Ping and traceroute are implemented for connection diagnostics.
IP-Com switches have a very convenient function of building a local device map, and the switch is able to determine by itself what type of device is working in the same network with it, but if it has not done this, you can configure the icons manually. Moreover, it is not at all necessary that the device be connected to the ports of the switch itself – the scheme is built even for neighboring switches.
In addition to the visual topology, the map is good because you can visually observe on it which port the device is connected to, here you can run a ping test with one mouse click, try to open the Web interface and if it doesn't help, disconnect the port separately by link or by power supply. If I were the manufacturer, I would duplicate disabling ports on the start Dashboard, because this function is very necessary, and should always be at hand.
For remote network maintenance, a cloud service and an IP-Com ProFi cloud application are provided, in which you can start projects with IP-COM devices such as gateway, switch and access point. When creating a project, location presets such as "office", "hotel", "living room" and others are available to you. When working with access points, the cloud service helps to optimize the radiation of transmitters, reducing interference. In terms of switch maintenance, it is necessary to visually see the status of the port and make any of its settings.
At the same time, the cloud does not completely take over the management of the device, as Zyxel Nebula does, but simply is a single entry point for monitoring and device configuration. That is, you configure the switch both through the CLI, and through WebUI, and through the cloud, while you do not need VPN access to the network where it is installed. It is very useful that you can directly access the switch's Web interface from the cloud, even if it is behind the provider's NAT, but only for some reason the connection is established over the insecure HTTP protocol.
A very useful feature is the ability to save the backup configuration of the switch directly to the cloud in case the device fails and requires prompt replacement. In general, I believe that cloud services for managing network devices are a mandatory option for modern installations, since it greatly facilitates the configuration and troubleshooting process: the administrator does not need to connect via VPN to the network where the equipment is located, does not need to use Anydesk or RDP, and even more so does not need to go to the facility for nothing.
The IP-Com G5328P-24-410w is one of the most affordable Gigabit 24-port L3 PoE switches on the market. This model solves the main task of modern video surveillance and Wi-Fi networks - it combines the level of distribution and access in one device with routing at the L3 level and comfortable controls. A visual map of the network topology and management via the cloud are the distinctive features of this model, designed to significantly reduce operating costs, and they should be paid attention to first.

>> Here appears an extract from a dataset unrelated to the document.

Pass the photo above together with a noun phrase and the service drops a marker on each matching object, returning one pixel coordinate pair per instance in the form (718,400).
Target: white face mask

From the point of view of the design, there is a maximum reduction in the cost of everything and everything, and as a result, the model has a relatively narrow operating temperature range, which does not allow it to be mounted, say, on a mast in a sealed cabinet or in an unheated, non-conditioned room. And if you ask yourself the question "why is it so cheap", then the answer is in front of you.
I believe that for the IP-Com G5328P-24-410w switch, the most suitable scenario is for use in video surveillance systems at non-critical facilities in remote branches of the enterprise (shops, warehouses, terminals).